No verão de 134, antes da nossa era, TIBÉRIO apresentou sua candidatura a tribuno da plebe para o ano 133. As eleições foram acompanhadas por uma apaixonada agitação em torno da reforma agrária, como se pode deduzir das palavras de PLUTARCO:

“Mais que qualquer outra coisa, manifestaram-se nas eleições as tendências ambiciosas e a decisão de atuar do povo romano que, com inscrições sobre os pórticos, os muros e os monumentos, incitava TIBÉRIO a tirar dos ricos as terras pertencentes ao poder público para redistribuí-las aos pobres”.

TIBÉRIO GRACO, que já era conhecido havia muito tempo como ardoroso defensor da reforma agrária, foi eleito por larga margem de votos.

Ao assumir o cargo em 10 de dezembro de 134, apresentou imediatamente seu projeto à assembléia popular, no qual estabelecia que nenhum cidadão romano ou confederado poderia ser proprietário de mais de 500 jeiras de terras fiscais (125 hectares), acrescentando-se 250 jeiras para cada um dos filhos maiores. O excesso seria adjudicado ao poder público e dividido em lotes de 30 jeiras (sete e meio hectares), que seriam entregues aos que precisassem de terras, como posses inalienáveis e livres de quaisquer tributos.

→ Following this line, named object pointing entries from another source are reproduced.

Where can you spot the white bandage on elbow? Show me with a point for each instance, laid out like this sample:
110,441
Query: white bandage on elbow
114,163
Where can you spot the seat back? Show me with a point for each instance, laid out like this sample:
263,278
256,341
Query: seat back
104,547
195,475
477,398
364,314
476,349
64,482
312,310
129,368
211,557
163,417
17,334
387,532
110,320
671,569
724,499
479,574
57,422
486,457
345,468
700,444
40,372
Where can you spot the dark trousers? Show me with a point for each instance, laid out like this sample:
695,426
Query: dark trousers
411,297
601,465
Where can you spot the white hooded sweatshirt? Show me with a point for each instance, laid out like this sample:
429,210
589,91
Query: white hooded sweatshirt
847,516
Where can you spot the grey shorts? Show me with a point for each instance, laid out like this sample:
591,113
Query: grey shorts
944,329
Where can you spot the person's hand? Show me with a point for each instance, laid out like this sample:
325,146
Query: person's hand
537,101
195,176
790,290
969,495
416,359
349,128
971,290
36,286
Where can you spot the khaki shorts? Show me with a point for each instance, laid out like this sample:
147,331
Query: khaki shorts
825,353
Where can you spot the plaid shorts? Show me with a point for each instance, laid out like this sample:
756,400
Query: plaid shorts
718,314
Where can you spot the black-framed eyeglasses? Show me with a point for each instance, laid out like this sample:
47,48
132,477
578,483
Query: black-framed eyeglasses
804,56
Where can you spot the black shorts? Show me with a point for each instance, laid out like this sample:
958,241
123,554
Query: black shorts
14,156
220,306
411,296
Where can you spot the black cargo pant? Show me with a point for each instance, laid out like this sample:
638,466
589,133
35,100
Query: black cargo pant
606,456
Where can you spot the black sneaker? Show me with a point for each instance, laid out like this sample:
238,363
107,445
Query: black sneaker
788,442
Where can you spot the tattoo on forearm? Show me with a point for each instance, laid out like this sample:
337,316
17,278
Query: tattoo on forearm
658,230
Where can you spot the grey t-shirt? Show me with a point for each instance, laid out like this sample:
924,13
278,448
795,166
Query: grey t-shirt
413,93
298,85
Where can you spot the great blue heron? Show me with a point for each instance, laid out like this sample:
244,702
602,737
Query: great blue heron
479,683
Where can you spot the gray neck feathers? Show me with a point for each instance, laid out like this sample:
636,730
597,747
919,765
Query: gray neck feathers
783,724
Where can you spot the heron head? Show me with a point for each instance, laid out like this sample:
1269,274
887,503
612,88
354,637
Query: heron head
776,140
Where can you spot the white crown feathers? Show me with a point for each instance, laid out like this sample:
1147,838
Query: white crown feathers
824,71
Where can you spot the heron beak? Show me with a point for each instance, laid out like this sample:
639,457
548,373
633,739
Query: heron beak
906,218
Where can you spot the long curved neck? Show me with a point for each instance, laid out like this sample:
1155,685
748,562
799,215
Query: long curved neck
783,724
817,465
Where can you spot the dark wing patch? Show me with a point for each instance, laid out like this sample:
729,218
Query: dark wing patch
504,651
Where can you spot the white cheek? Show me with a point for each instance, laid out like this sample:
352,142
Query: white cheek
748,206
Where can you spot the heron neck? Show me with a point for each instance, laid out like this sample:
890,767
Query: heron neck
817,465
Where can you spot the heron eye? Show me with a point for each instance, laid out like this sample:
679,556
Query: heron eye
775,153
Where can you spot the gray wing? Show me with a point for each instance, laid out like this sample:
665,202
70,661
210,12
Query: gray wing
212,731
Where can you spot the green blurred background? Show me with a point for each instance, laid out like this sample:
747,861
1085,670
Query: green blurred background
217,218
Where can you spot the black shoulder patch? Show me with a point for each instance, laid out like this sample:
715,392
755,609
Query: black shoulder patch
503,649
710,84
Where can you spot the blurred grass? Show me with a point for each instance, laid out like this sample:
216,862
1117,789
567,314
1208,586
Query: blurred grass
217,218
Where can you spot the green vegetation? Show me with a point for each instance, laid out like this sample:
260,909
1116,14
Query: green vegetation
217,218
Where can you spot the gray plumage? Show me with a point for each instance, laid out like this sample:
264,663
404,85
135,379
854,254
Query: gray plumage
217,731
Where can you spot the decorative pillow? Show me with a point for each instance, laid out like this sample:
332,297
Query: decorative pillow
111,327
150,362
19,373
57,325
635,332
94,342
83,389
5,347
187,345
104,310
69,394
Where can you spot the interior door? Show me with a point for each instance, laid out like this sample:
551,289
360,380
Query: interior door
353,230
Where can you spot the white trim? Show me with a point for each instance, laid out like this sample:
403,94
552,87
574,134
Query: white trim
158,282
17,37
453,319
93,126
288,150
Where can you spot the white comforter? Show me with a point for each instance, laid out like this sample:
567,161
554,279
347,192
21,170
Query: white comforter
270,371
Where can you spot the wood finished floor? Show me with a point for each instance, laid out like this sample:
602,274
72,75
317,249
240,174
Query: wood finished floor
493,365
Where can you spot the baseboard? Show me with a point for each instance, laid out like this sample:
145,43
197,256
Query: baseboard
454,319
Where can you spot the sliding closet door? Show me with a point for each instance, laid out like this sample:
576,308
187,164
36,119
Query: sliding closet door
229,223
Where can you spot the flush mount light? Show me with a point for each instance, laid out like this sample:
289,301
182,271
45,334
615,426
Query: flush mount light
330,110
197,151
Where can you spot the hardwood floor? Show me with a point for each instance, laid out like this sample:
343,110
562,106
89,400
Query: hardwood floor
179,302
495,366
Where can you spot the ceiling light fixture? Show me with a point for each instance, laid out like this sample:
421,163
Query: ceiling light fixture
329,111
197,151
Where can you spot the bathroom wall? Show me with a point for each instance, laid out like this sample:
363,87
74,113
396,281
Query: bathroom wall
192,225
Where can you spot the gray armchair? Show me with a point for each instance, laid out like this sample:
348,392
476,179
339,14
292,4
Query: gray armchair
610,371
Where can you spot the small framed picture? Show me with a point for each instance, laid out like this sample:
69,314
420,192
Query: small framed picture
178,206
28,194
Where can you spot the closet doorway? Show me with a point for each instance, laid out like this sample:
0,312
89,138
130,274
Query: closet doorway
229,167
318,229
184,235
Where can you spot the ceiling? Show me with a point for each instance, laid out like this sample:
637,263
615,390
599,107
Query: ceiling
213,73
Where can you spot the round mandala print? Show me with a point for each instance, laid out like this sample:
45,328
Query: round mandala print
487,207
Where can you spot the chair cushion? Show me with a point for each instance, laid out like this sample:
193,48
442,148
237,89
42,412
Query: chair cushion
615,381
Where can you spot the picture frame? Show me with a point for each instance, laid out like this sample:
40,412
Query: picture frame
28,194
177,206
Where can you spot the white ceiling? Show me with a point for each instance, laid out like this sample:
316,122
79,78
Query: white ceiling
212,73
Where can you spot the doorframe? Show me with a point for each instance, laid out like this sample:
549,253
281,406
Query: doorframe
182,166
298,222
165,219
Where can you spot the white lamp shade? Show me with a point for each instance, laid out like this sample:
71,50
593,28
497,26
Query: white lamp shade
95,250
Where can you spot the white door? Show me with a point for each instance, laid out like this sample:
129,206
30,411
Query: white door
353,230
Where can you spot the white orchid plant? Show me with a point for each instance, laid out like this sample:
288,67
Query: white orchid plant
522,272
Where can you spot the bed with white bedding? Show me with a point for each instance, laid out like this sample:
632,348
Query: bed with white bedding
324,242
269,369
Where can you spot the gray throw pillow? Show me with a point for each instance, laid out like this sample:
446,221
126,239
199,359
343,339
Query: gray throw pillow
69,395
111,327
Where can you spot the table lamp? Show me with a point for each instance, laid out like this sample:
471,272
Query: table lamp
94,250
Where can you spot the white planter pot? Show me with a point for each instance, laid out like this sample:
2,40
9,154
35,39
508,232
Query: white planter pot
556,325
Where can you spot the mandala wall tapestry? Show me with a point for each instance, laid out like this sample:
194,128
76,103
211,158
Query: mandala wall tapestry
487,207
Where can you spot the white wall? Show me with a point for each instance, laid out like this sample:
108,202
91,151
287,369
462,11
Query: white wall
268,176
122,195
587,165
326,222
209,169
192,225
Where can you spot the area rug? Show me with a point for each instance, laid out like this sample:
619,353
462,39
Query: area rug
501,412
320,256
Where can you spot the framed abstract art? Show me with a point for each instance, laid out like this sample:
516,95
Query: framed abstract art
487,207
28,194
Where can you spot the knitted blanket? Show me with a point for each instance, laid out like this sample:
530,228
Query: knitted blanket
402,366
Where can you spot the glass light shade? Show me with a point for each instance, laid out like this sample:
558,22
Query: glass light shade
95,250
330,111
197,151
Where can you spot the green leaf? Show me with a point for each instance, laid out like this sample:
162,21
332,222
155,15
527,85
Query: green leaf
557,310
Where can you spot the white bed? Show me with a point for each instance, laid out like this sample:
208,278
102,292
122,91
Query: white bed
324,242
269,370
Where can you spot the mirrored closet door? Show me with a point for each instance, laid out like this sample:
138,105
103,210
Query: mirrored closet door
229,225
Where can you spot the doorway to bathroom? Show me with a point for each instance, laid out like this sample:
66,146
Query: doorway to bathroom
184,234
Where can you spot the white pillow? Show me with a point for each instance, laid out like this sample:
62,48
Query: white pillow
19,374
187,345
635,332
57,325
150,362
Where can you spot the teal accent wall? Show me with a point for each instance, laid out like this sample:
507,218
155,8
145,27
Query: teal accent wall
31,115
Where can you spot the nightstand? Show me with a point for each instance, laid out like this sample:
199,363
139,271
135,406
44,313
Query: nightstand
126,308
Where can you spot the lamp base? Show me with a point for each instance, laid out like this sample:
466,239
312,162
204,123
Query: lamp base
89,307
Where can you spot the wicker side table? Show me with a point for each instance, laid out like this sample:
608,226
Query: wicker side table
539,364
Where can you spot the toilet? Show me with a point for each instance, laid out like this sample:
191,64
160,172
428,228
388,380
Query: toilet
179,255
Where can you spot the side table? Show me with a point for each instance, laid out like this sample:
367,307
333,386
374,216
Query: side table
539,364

Na redação do projeto, cujo texto integral, infelizmente, não chegou até os nossos dias, colaboraram os mais famosos juristas da época, entre eles, PÚBLIO M. SCEVOLA, PÚBLIO LICÍNIO CRASO e outros.

O movimento popular de massas, que teve início com a lei da reforma agrária, arrastou TIBÉRIO a pronunciamentos veementes, que, no dizer de KOVALIOV, refletem bem o sentimento sincero de um democrático defensor dos deserdados. O fragmento de um de seus discursos deixado por PLUTARCO dá-nos a medida exata deste caloroso ambiente:

“Até as feras da selva têm o seu covil e as cavernas em que podem resguardar-se; ao contrário, os homens que combatem e morrem pela Itália não possuem nada além do ar e da luz. Privados de teto, vão vagabundeando com a mulher e os filhos. Os comandantes enganam aos soldados quando, nos campos de batalha, os incitam a combater para defender dos inimigos suas tumbas e seus lares; mentem, porque a maioria dos romanos não tem nem altar paterno nem tumba de antepassados. Só têm o nome de donos do mundo, porém devem morrer pelo luxo dos outros sem poder considerar como seu um pedaço de terra”.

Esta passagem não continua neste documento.